3. Add 700 µl Buffer RW1 to the RNeasy spin column. Close the lid gently, and centrifuge for 15 s at 8000 x g ( 10,000 rpm) to wash the spin column membrane. Discard the flow-through. Reuse the collection tube in step 8. Note: After centrifugation, carefully remove the RNeasy spin column from the collection tube so that the column does not contact the flow-through. Be sure to empty the collection tube completely.
4. Add 500 µl Buffer RPE to the RNeasy spin column. Close the lid gently, and centrifuge for 15 s at 8000 x g ( 10,000 rpm) to wash the spin column membrane. Discard the flow-through. Reuse the collection tube in step 9. Note: Buffer RPE is supplied as a concentrate. Ensure that ethanol is added to Buffer RPE before use (see "Things to do before starting").

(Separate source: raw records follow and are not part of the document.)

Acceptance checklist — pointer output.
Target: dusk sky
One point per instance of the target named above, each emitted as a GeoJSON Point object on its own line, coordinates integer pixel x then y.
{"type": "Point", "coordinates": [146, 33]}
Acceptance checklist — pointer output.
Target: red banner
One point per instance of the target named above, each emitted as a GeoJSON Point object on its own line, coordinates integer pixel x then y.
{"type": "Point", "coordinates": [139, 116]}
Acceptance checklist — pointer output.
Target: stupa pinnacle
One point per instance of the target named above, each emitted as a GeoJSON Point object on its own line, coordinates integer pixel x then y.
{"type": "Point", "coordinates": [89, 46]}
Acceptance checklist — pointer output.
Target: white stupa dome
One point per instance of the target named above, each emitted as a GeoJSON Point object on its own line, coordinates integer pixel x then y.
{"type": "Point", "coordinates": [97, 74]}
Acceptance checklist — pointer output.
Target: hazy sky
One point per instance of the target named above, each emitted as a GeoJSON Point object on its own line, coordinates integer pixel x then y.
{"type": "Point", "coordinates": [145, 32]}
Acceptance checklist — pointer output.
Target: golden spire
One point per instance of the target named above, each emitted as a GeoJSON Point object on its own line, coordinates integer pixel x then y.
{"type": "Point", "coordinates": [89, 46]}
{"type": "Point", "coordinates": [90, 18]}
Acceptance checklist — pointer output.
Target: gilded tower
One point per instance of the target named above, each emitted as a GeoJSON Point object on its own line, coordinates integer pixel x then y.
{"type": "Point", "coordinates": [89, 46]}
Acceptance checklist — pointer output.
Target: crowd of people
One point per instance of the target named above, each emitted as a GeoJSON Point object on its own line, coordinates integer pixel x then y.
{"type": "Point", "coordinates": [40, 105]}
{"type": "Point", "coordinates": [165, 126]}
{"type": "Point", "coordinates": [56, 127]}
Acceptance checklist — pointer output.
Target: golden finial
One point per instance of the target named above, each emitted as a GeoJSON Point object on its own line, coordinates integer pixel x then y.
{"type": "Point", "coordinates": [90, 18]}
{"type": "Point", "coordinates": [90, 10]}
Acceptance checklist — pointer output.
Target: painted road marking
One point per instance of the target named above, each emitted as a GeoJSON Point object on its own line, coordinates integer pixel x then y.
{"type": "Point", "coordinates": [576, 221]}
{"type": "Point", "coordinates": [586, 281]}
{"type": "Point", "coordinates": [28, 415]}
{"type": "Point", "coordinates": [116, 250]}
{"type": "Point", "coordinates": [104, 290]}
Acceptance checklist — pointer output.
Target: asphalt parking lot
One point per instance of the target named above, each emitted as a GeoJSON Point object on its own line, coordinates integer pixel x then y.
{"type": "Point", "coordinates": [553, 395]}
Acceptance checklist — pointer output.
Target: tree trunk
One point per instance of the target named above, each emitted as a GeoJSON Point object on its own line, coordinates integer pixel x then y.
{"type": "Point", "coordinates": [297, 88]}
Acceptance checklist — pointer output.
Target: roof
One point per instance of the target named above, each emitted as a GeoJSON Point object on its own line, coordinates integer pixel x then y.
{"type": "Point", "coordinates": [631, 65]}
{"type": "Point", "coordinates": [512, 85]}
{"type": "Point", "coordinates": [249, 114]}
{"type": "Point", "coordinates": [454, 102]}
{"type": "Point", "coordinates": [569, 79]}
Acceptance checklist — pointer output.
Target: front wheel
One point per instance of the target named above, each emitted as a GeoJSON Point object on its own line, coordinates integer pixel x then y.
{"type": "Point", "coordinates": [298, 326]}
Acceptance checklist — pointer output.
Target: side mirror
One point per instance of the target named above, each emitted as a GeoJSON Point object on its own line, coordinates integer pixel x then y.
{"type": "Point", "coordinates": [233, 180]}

5. Add 500 µl Buffer RPE to the RNeasy spin column. Close the lid gently, and centrifuge for 2 min at 8000 x g ( 10,000 rpm) to wash the spin column membrane. The long centrifugation dries the spin column membrane, ensuring that no ethanol is carried over during RNA elution. Residual ethanol may interfere with downstream reactions. Note: After centrifugation, carefully remove the RNeasy spin column from the collection tube so that the column does not contact the flow-through. Otherwise, carryover of ethanol will occur. Optional: Place the RNeasy spin column in a new 2 ml collection tube (supplied), and discard the old collection tube with the flow-through. Close the lid gently, and centrifuge at full speed for 1 min. Perform this step to eliminate any possible carryover of Buffer RPE, or if residual flow-through remains on the outside of the RNeasy spin column after step 9.
6. Place the RNeasy spin column in a new 1.5 ml collection tube (supplied). Add 30-­50 µl RNase-free water directly to the spin column membrane. Close the lid gently, and centrifuge for 1 min at 8000 x g ( 10,000 rpm) to elute the RNA. If the expected RNA yield is >30 µg, repeat step 11 using another 30-­50 µl RNase-free water, or using the eluate from step 11 (if high RNA concentration is required). Reuse the collection tube from step 11. If using the eluate from step 11, the RNA yield will be 15-­30% less than that obtained using a second volume of RNase-free water, but the final RNA concentration will be higher.